Collation Provider (Property)

From Grooper Wiki

This article was migrated from an older version and has not been updated for the current version of Grooper.

This tag will be removed upon article review and update.

This article is about the current version of Grooper.

Note that some content may still need to be updated.

2025 2023.120232.90

The Collation property of a pin Data Type defines the method for converting its raw results into a final result set. It is configured by selecting a Collation Provider. The Collation Provider governs how initial matches from the Data Type's extractor(s) are combined and interpreted to produce the Data Type's final output.

You may download the ZIP(s) below and upload it into your own Grooper environment (version 2023.1). The first contains one or more Batches of sample documents. The second contains one or more Projects with resources used in examples throughout this article.

About

Data Type extractors in Grooper use regular expression to match a document's text data in order to return a particular piece of information. Extractors serve a variety of purposes. They can be used to populate fields in a Data Model, to separate and classify documents, to break up a document into sections, and more. For the most part, any time part of document's text data is needed or useful to do something, you need an extractor to find and return it.

Often, this requires something more complex than returning a single result. The relationships between multiple extraction results are often important. The fact results are physically related to each other on the page, or text exists between one or more results, or results are in one order versus another can be used accomplish various goals in Grooper.

The following Collation Providers are available in Grooper:

  • Individual - The Collation property is set to Individual by default.
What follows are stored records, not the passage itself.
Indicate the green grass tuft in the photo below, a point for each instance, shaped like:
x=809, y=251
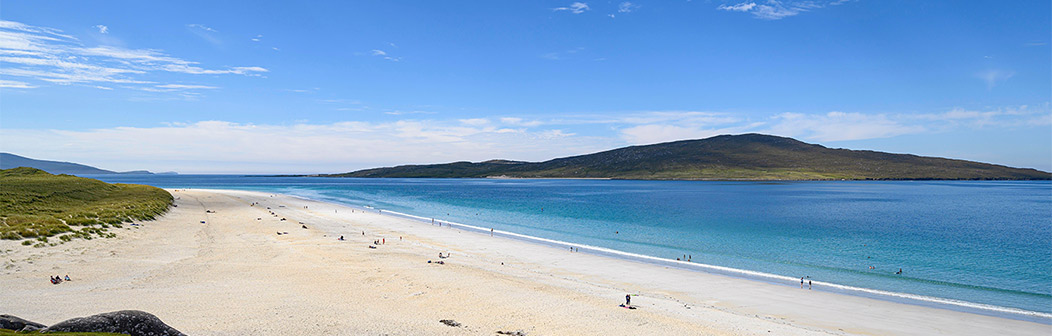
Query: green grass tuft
x=37, y=204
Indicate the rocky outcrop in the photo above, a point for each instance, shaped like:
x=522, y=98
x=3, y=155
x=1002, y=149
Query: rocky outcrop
x=17, y=323
x=130, y=322
x=449, y=322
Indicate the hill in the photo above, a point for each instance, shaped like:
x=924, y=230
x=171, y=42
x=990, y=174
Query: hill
x=37, y=204
x=8, y=160
x=726, y=157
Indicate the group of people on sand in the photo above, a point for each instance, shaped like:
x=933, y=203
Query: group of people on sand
x=57, y=279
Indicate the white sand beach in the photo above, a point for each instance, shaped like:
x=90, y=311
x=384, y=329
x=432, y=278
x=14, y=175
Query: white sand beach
x=235, y=275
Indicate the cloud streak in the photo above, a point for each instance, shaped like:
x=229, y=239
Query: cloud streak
x=577, y=7
x=775, y=10
x=339, y=146
x=49, y=56
x=348, y=145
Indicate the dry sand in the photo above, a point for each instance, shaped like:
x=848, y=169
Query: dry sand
x=234, y=275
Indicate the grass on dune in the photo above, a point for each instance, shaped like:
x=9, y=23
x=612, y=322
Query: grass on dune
x=37, y=204
x=5, y=332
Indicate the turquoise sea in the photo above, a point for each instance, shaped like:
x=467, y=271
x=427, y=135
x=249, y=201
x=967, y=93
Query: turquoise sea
x=982, y=245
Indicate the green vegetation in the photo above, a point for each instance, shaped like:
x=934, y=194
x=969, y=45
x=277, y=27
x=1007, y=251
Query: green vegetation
x=739, y=157
x=37, y=204
x=5, y=332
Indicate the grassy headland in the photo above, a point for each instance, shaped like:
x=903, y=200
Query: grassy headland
x=729, y=157
x=37, y=204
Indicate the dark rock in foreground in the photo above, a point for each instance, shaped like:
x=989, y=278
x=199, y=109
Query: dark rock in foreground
x=17, y=323
x=132, y=322
x=449, y=322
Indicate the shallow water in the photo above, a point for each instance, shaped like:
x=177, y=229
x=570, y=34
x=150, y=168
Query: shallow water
x=978, y=241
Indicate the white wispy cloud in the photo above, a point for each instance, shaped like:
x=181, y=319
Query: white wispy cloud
x=338, y=146
x=577, y=7
x=774, y=10
x=47, y=55
x=554, y=56
x=190, y=86
x=15, y=84
x=840, y=126
x=201, y=26
x=384, y=55
x=205, y=33
x=627, y=6
x=348, y=145
x=745, y=6
x=994, y=77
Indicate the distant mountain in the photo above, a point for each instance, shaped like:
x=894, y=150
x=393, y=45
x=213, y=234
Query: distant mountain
x=726, y=157
x=8, y=160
Each result is returned individually.
  • Combine - Takes multiple extracted instances and combines them into a single result.
  • AND - Returns a result when the extractor gets at least one hit. Useful in Classification.
  • Key-Value Pair - Matches a "Key" with a "Value" on a document to collect information following a label. This Collation method is not as commonly used anymore as the Labeled Value extractor is an easier way to get similar results.
  • Key-Value List - Returns a list of results based on the layout relationship to a "Key" or label.
  • Array - Combines a list of values that are arranged in a horizontal, vertical, or flow layout into a single result. Can be useful for Row Match Table Extraction.
  • Ordered Array - Combines a list of values that are arranged in a horizontal, vertical, or flow layout into a single result. However, unlike Array, Ordered Array the order in which the individual values are extracted matters and each extractor must return a value. Also useful in Row Match Table Extraction.
  • Split - Separates a data instance at each match returned by a Data Type. Useful for splitting up a document into smaller segments for more accurate extraction.
  • Pattern-Based - Uses regular expressions to sequence returned results into a final result set.
  • Multi-Column - Combines multiple columns on a page into a single column result for easier and more accurate extraction.